Les yeux exorbités, les mains écartées comme s'il tentait de contenir une supernova, l'enseignant fait une pause pour nous observer. Son regard court dans l'amphithéâtre, alors que la photo projetée sur le tableau blanc teinte ses traits affaissés d'une couleur rougeoyante.

Un silence poli lui répond alors qu'il arpente l'estrade :

— Mettez-vous à leur place une seconde. Ceux qui ne sont pas morts dans l'instant sans comprendre ce qu'il leur arrivait ont été plongés dans une épaisse fumée pour s'y étouffer.

Revivre le drame de Nagasaki en fin de journée est un supplice. La géopolitique a beau être une matière passionnante, à cette heure, la seule chose dont je rêve, c'est d'une sieste.

Monsieur Carpenter se fige avant de marmonner dans sa barbe pour maudire notre génération tout entière. Il retourne à son bureau tout en tentant de cacher son air morne et passer à l'image suivante.

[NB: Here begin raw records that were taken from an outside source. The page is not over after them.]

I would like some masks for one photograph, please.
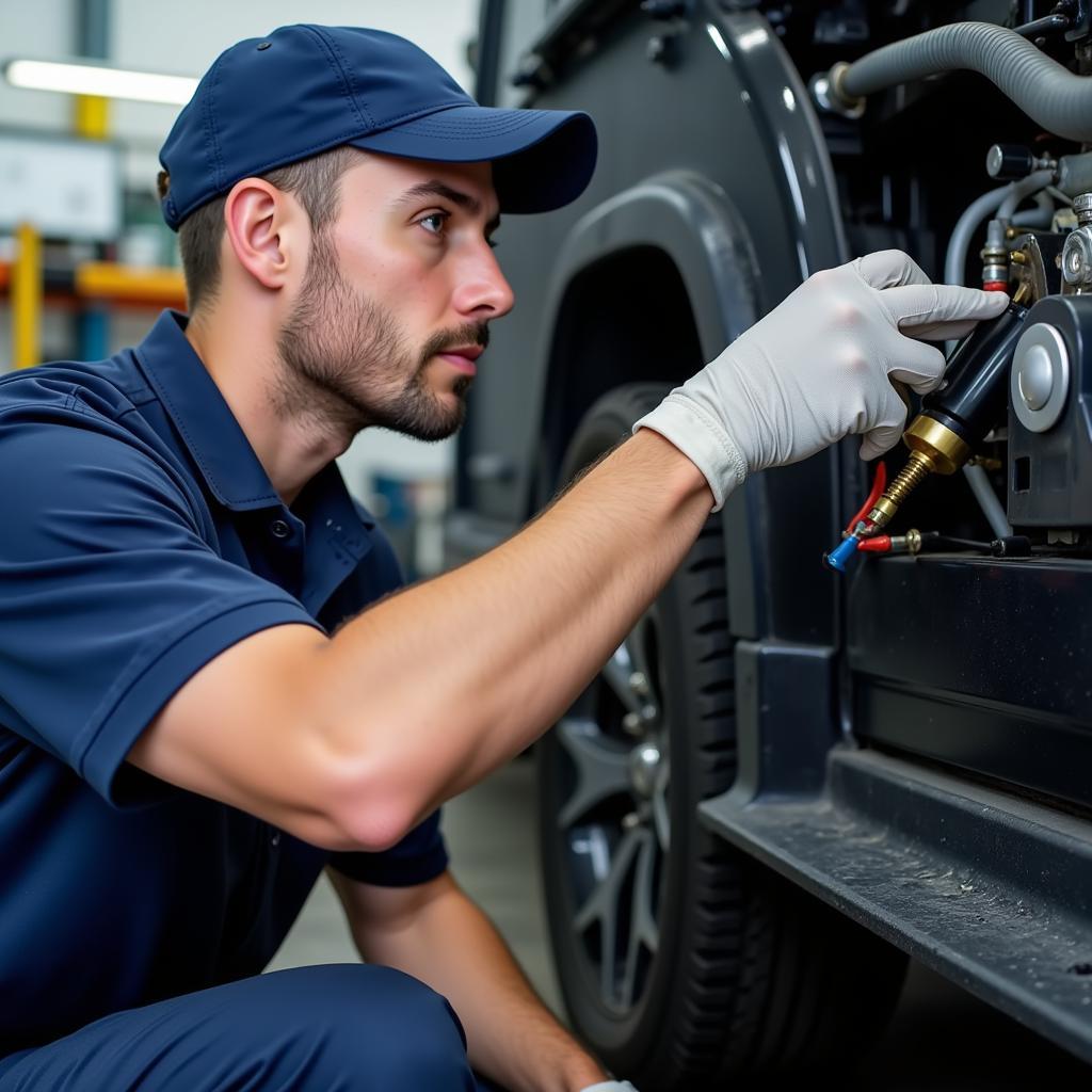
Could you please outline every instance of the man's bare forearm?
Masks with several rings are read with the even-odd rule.
[[[346,625],[309,681],[346,770],[413,800],[412,822],[519,753],[619,645],[711,505],[693,464],[642,430],[501,546]]]

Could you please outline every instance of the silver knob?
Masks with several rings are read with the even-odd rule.
[[[1012,412],[1030,432],[1053,428],[1069,394],[1069,351],[1056,327],[1030,325],[1012,354]]]
[[[1085,194],[1092,198],[1092,194]],[[1075,287],[1092,283],[1092,228],[1078,227],[1066,236],[1061,250],[1061,275]]]

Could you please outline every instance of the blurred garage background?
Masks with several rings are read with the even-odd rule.
[[[12,61],[97,59],[192,79],[233,41],[308,21],[403,34],[473,90],[477,17],[477,0],[2,0],[0,59],[9,79],[0,80],[0,370],[106,356],[139,341],[161,308],[185,308],[176,237],[155,197],[157,150],[178,105],[15,86]],[[500,258],[503,264],[502,249]],[[439,571],[453,441],[422,444],[377,430],[341,463],[407,571]],[[456,876],[559,1009],[539,902],[533,793],[533,758],[524,757],[453,802],[446,829]],[[272,968],[353,959],[323,883]],[[1070,1071],[1047,1044],[914,968],[890,1033],[846,1087],[1051,1089]]]

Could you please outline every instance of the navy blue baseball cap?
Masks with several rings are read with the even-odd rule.
[[[339,144],[441,163],[491,161],[503,212],[546,212],[595,169],[592,119],[478,106],[424,50],[383,31],[282,26],[226,49],[182,108],[159,162],[174,229],[240,179]]]

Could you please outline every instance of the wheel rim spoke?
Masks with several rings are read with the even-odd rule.
[[[577,885],[571,928],[604,1004],[622,1012],[640,1001],[660,949],[661,862],[670,845],[655,627],[649,615],[639,619],[600,674],[609,692],[591,690],[555,729],[574,774],[557,816]],[[651,747],[658,756],[646,757]]]
[[[558,739],[577,768],[577,787],[557,817],[562,830],[572,827],[596,804],[629,791],[629,752],[613,744],[600,726],[584,717],[558,722]]]
[[[603,665],[603,681],[614,691],[627,713],[641,714],[645,701],[630,684],[630,678],[637,668],[626,644],[618,648],[615,654]]]
[[[622,1007],[627,1009],[633,1007],[641,948],[646,948],[654,956],[660,947],[660,929],[656,927],[652,911],[655,901],[656,845],[651,831],[642,830],[634,833],[640,833],[642,836],[633,877],[629,943],[626,947],[626,968],[619,997]]]
[[[586,933],[593,925],[600,926],[600,990],[603,999],[612,1006],[619,1004],[618,981],[618,935],[621,915],[622,891],[626,878],[639,859],[643,844],[648,843],[649,832],[636,829],[628,831],[618,843],[610,862],[610,870],[595,890],[589,895],[584,905],[573,916],[573,927],[578,934]],[[630,928],[632,929],[632,922]],[[628,973],[627,968],[624,969]],[[624,980],[625,981],[625,980]],[[625,1002],[624,1002],[625,1004]],[[632,1002],[630,1002],[632,1004]]]
[[[672,784],[672,760],[664,755],[656,775],[656,788],[652,794],[652,826],[662,853],[672,847],[672,821],[668,810],[668,792]]]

Il continue son exposé alors que mon portable vibre devant mon nez. L'écran attire mon attention et je réponds à mon frère aîné qui m'envoie une énième vidéo débile que je n'ai pas son temps.

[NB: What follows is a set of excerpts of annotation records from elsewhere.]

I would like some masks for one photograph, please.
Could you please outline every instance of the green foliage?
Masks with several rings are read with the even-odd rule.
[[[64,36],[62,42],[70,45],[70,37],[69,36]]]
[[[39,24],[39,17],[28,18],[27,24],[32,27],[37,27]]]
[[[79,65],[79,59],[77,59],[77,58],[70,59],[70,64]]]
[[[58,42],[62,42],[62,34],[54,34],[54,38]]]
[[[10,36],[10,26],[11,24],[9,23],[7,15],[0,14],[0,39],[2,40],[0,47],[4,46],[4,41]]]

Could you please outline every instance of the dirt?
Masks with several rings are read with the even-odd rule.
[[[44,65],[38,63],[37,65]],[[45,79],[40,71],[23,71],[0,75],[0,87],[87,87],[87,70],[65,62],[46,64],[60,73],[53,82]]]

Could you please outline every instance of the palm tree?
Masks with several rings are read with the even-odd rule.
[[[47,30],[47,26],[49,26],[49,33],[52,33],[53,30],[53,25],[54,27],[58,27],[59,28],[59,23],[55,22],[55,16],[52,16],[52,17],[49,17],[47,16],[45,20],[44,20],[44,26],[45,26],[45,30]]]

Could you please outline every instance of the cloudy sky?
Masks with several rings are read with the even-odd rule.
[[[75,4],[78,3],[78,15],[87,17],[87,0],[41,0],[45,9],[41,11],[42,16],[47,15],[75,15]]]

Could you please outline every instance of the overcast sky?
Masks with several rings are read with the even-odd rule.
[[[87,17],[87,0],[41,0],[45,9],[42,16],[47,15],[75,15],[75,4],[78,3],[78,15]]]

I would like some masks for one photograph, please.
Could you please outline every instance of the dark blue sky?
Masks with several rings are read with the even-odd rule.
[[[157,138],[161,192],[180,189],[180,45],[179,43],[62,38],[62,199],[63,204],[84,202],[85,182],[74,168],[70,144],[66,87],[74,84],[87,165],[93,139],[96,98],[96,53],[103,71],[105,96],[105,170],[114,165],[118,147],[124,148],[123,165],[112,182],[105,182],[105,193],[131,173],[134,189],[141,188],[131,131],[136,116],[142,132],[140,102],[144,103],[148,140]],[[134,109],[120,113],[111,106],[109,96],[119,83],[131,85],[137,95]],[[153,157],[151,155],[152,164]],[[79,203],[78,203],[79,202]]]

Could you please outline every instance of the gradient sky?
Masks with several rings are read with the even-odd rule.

Cet imbécile me renvoie un emoji qui pleure. Un soupir profond étouffé m'échappe tandis que mon smartphone atterrit dans mon sac pour me permettre d'écouter l'enseignant qui débite son cours à vitesse grand V.

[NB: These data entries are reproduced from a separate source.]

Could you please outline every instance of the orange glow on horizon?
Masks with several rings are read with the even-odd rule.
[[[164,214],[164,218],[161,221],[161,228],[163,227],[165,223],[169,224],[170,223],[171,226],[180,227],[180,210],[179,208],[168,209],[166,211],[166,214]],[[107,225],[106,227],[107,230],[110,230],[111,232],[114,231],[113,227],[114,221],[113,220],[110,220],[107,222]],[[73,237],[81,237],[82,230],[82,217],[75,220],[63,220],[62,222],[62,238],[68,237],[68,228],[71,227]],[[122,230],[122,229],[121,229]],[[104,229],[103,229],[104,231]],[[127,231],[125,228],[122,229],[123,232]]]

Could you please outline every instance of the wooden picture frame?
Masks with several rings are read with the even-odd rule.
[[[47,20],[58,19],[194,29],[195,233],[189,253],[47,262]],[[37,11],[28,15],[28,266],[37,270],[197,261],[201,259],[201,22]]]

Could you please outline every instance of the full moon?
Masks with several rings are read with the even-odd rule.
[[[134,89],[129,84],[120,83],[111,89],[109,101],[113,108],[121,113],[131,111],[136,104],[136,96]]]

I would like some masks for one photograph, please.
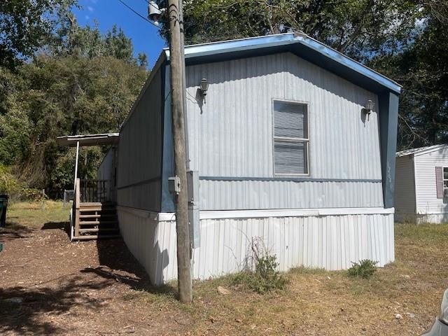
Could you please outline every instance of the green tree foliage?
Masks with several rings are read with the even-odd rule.
[[[121,29],[102,34],[64,18],[46,52],[15,73],[0,67],[0,163],[51,197],[73,188],[74,149],[56,137],[119,130],[148,75]],[[82,148],[79,176],[94,177],[103,156]]]
[[[426,3],[421,14],[418,34],[407,48],[370,64],[403,85],[400,149],[448,141],[448,3]]]
[[[403,85],[399,149],[448,141],[446,0],[185,0],[183,8],[187,44],[304,31]]]
[[[13,69],[32,56],[50,34],[54,14],[74,0],[2,0],[0,1],[0,66]]]
[[[186,41],[302,31],[360,59],[407,43],[420,7],[416,0],[186,0]]]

Les deux heures s'écoulent comme si elles en valaient trois chacune. Une fois cette séance de torture officiellement terminée, j'enfile mon gros manteau et mon bonnet. En Floridienne accomplie, je ne me suis jamais faite aux hivers glacés de New York.

Dehors, il fait beau, mais les températures taquinent les zéro degré, ce qui est décourageant pour un mois de mars. Les épaules rentrées et la démarche raide, je rejoins ma chambre universitaire pour me reposer un peu avant d'aller bosser.

Étudier à Fordham, même avec une bourse, a un vrai coup. Heureusement que je suis studieuse, sans ça, je trimerais dans le garage que tiens mon père en Floride. Pas que la mécanique ne me plaît pas, mais mon rêve a toujours été d'officier dans le commerce international. Je voulais surtout voyager et ça m'a semblé le bon plan. Cependant, mon stage en entreprise de troisième année a souligné que dans les faits, c'était plus compliqué que ça. À l'heure de la mondialisation, internet et le téléphone suffisent pour déterminer les termes d'un contrat.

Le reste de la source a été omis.